What applies in the winter in the mountain area, applies much more in our business centers: accommodation concepts deviating from hotel type accommodation literally mushroom and absorb the increasing demand by an increasing number of global nomads for alternative quasi-residential types of accommodation.
This business is dominated by a number of major international providers, led by the Ascott Group in Singapore. This group alone currently has more than 43,000 units worldwide, in mainly capital and major cities. 80,000 units are planned by 2020, with rumors of expansion also being sought after tourist hotspots. The next largest supplier, Fraser Hospitality, is in the market with more than 25,000 units. In addition, many hotel companies grow their respective serviced accommodation brands.
Switzerland is a laggard in this business. However, this gives us the opportunity to learn lessons from the past. Let me build a two-fold case for this: (1) learning for the own implementation of the logic of the business models of these providers; (2) conclusions for the future classification of (such) accommodation providers.
Ad (1). The business models are as plausible as they are logical: focus on the core business, i.e. overnight accommodation, and thus the most profitable area of the business! Services are available as a supplement and only produced in the quality and quality that the guest really wants and, in particular, is willing to pay on a case-by-case basis. If these services can be provided externally or by outsourcing partners, one is in the best of all worlds: Minimal stand-by costs combined with low-cost revenue generation. The key here is to know exactly which services in which quantity and quality which guests/ groups of guests want which access and what they are willing to pay for. Learning from Serviced Apartments = Learning to Win? I answer this question clearly with YES.

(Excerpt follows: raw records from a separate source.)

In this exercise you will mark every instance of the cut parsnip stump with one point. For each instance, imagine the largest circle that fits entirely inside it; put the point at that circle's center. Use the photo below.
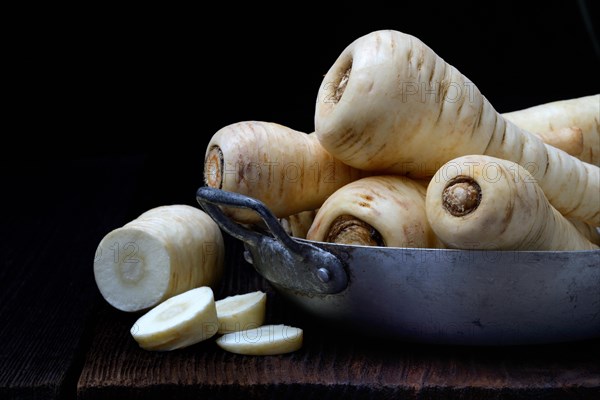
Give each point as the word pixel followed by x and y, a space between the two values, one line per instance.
pixel 241 312
pixel 297 225
pixel 389 103
pixel 559 122
pixel 480 202
pixel 164 252
pixel 286 169
pixel 376 211
pixel 180 321
pixel 263 341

Ad (2). However, the above considerations have consequences for the classification of such establishments. The classification of infrastructure and service availability can no longer be generically combined with each other but must be dealt with separately. In consequence, one needs a dual classification, differentiating between (1) quality and extent of the hardware (e.g. room size and equipment or the number of rooms per “Key” = the privatized unit by the guest) and (2) quality and availability of different services. This gives the operator maximum freedom to align his keys and services with real (in the sense of “willingness to pay”) needs. Example: ***** – rooms and infrastructure facilities (e.g. spa and wellness) can be combined equally with ** – services. Or *** – rooms are “pimped” with ***** services, etc.
Time will tell, to what extent such a logic would be applicable to other forms of accommodation, such as hotels. In principle, one should make use of the logic of an adapted classification to provide ideas for business models of other types of accommodation and thus for innovation. Apart from the fact that humans like to rest in a horizontal position, there is nothing, but nothing at all to consider as given! Start from the bed and innovate everything around it. Go figure!